Single-cell RNA sequencing data from 14 CCA samples were employed for elucidating the roles of mucins, complemented by bioinformatic analyses. Subsequent validations were conducted through spatial transcriptomics and immunohistochemistry. The construction of a risk evaluation model utilized the least absolute shrinkage and selection operator regression algorithm, which was further confirmed by independent cohorts and diverse data types.

RESULTS

CCA tumor cells with elevated levels of MUC1 and MUC4 showed activated nucleotide metabolic pathways and increased invasiveness. MUC5AC-high cells were found to promote CCA progression through WNT signaling. MUC5B-high cells exhibited robust cellular oxidation activities, leading to resistance against antitumoral treatments. MUC13-high cells were observed to secret chemokines, recruiting and transforming macrophages into the M2-polarized state, thereby suppressing antitumor immunity. MUC16-high cells were found to promote tumor progression through interleukin-1/nuclear factor kappa-light-chain-enhancer of activated B cells signaling upon interaction with neutrophils. Utilizing the expression levels of these mucins, a risk factor evaluation formula for CCA was developed and validated across multiple cohorts. CCA samples with higher risk factors exhibited stronger metastatic potential, chemotherapy resistance, and poorer prognosis.

CONCLUSION

Our study elucidates the functional mechanisms through which mucins contribute to CCA development, and provides tools for risk stratification in CCA.

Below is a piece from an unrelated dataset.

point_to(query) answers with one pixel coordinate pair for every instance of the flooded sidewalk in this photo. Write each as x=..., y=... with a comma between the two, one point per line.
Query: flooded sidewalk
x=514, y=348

Keywords: Mucin; Cholangiocarcinoma; Single-cell RNA sequencing; Spatial transcriptomics; Prognosis

Core Tip: In this study, we have conducted a comprehensive investigation of mucins in cholangiocarcinoma (CCA) using a combination of bioinformatics analysis, including single-cell RNA sequencing and spatial transcriptomics, along with experimental validations. Our findings highlight the significant roles of MUC1, MUC4, and MUC5B in CCA metabolism, contributing to tumor progression and therapy resistance. Additionally, MUC5AC has been identified as a regulator of CCA invasiveness through the WNT signaling. MUC13 and MUC16 are found to play critical roles in tumor-immune interactions, regulating antitumoral immune defense. The collect impact of these mucins enables the development of a CCA prognosis evaluation model that effectively predicts tumor malignancy, treatment effectiveness, and prognosis in CCA cases.